Natürlich nicht. Ich sehe dieses Opfer-Narrativ auch ambivalent. Die Opferhaltung ist wichtig, um Täterstrukturen oder auch rassistische oder ableistische Strukturen sichtbar zu machen. Dafür braucht es unbedingt Stimmen von Betroffenen. Gleichzeitig habe ich im persönlichen Kontext oft das Gefühl, dass eine Opferhaltung unreflektiert glorifiziert und verbreitet wird. Auch bei Stars wie Olivia Rodrigo oder Taylor Swift, die in ihren Liedern davon singen, wie sie verlassen und als arme Opfer zurückgelassen werden. Wir lieben diese Good-girl-meets-bad-boy-Geschichten, romantisieren die Abhängigkeit und übernehmen das Bild der Frau, die vom Mann gerettet werden will.

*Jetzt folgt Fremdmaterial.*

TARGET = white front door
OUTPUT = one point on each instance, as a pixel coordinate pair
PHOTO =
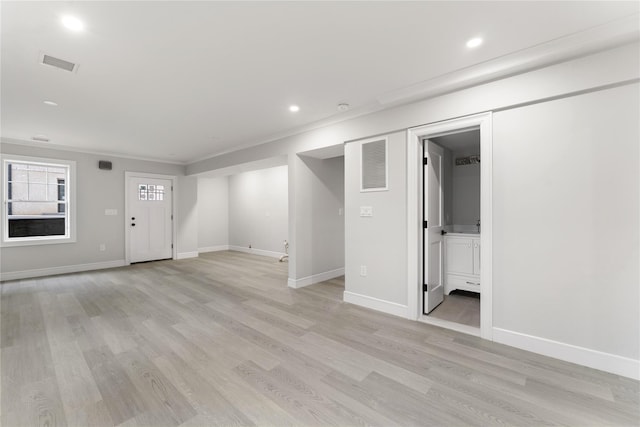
(149, 218)
(433, 288)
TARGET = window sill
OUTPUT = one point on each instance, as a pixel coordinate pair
(36, 242)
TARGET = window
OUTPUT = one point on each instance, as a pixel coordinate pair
(37, 208)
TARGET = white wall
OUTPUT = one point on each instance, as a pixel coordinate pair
(187, 217)
(566, 220)
(96, 191)
(258, 209)
(465, 193)
(379, 242)
(319, 224)
(213, 213)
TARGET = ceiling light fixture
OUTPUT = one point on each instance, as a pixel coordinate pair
(72, 23)
(474, 42)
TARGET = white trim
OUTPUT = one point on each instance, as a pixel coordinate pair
(255, 251)
(414, 211)
(386, 163)
(174, 210)
(184, 255)
(39, 272)
(213, 249)
(607, 362)
(315, 278)
(607, 36)
(454, 326)
(60, 147)
(376, 304)
(70, 206)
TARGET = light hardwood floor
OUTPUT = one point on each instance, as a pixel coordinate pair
(221, 340)
(460, 307)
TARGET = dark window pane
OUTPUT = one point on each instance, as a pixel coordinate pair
(31, 227)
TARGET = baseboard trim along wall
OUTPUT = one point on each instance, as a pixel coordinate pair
(213, 249)
(315, 278)
(65, 269)
(183, 255)
(377, 304)
(255, 251)
(607, 362)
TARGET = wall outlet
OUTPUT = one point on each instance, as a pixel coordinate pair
(366, 211)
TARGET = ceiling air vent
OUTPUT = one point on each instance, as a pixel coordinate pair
(58, 63)
(40, 138)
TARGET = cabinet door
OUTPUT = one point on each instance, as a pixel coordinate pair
(476, 256)
(459, 255)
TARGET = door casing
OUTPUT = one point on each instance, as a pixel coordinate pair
(127, 238)
(415, 191)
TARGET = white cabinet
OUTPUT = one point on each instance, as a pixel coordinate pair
(462, 263)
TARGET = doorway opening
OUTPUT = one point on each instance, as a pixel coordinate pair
(452, 205)
(450, 220)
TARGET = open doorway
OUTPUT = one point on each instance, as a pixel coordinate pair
(447, 287)
(454, 255)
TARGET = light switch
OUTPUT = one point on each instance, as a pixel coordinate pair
(366, 211)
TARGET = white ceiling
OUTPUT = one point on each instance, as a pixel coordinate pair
(180, 81)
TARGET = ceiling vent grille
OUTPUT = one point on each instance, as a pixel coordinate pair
(58, 63)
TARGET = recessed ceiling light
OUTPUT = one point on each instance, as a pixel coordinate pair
(72, 23)
(474, 42)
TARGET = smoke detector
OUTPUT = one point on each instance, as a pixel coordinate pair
(61, 64)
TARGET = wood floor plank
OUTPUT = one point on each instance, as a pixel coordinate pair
(220, 340)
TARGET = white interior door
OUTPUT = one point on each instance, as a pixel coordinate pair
(149, 218)
(433, 288)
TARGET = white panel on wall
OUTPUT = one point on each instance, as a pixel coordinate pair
(374, 165)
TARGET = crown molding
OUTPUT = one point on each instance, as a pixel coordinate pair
(615, 33)
(60, 147)
(583, 43)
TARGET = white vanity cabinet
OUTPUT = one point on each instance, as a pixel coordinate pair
(462, 262)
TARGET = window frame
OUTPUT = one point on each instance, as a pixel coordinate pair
(70, 192)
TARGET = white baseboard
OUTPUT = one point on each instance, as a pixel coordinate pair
(315, 278)
(255, 251)
(39, 272)
(213, 248)
(377, 304)
(183, 255)
(607, 362)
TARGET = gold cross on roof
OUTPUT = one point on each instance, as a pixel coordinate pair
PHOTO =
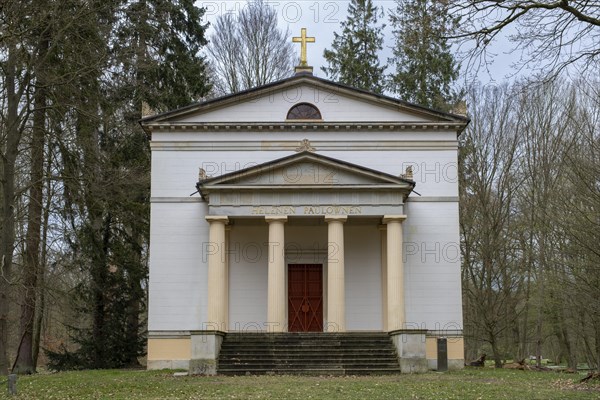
(303, 39)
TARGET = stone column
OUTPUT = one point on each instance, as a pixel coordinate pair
(336, 300)
(383, 238)
(276, 300)
(395, 272)
(216, 252)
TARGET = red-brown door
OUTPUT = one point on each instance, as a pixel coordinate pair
(305, 298)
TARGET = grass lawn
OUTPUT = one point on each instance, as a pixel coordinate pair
(471, 383)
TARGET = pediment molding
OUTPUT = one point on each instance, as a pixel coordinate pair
(304, 170)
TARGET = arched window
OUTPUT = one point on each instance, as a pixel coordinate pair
(304, 111)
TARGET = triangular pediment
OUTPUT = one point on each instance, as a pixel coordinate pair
(305, 170)
(270, 103)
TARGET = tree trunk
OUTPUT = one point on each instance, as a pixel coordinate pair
(24, 363)
(41, 287)
(7, 189)
(495, 352)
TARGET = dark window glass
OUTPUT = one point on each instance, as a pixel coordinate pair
(304, 111)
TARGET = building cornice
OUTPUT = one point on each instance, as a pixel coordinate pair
(341, 126)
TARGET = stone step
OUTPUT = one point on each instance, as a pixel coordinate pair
(314, 371)
(308, 353)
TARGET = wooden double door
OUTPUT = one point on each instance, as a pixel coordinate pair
(305, 298)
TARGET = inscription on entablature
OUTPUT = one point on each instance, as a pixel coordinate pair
(307, 210)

Und das ist eine Kultur, die aktiv von Frauen reproduziert wird und die wir so an junge Frauen weitergeben.

Aber es kann uns als Frauen auch helfen, uns als Opfer sichtbar zu machen, oder?

Ja, wie MeToo gezeigt hat, können wir als Frauen uns unheimlich solidarisch zeigen. Weil wir wissen, diese Form der sexualisierten und physischen Gewalt kann auch mir passieren, fühlen wir uns einander nah. Diese Solidarität ist etwas, das ich in männlich geprägten Kontexten nicht wahrnehme. Dass Männer für andere Männer mitfühlen, zum Beispiel, weil andere Männer in den Krieg ziehen müssen, häufiger an Suiziden sterben oder ein Großteil der Gefängnisinsassen männlich ist. Wo bleibt da Solidarität und Mitgefühl?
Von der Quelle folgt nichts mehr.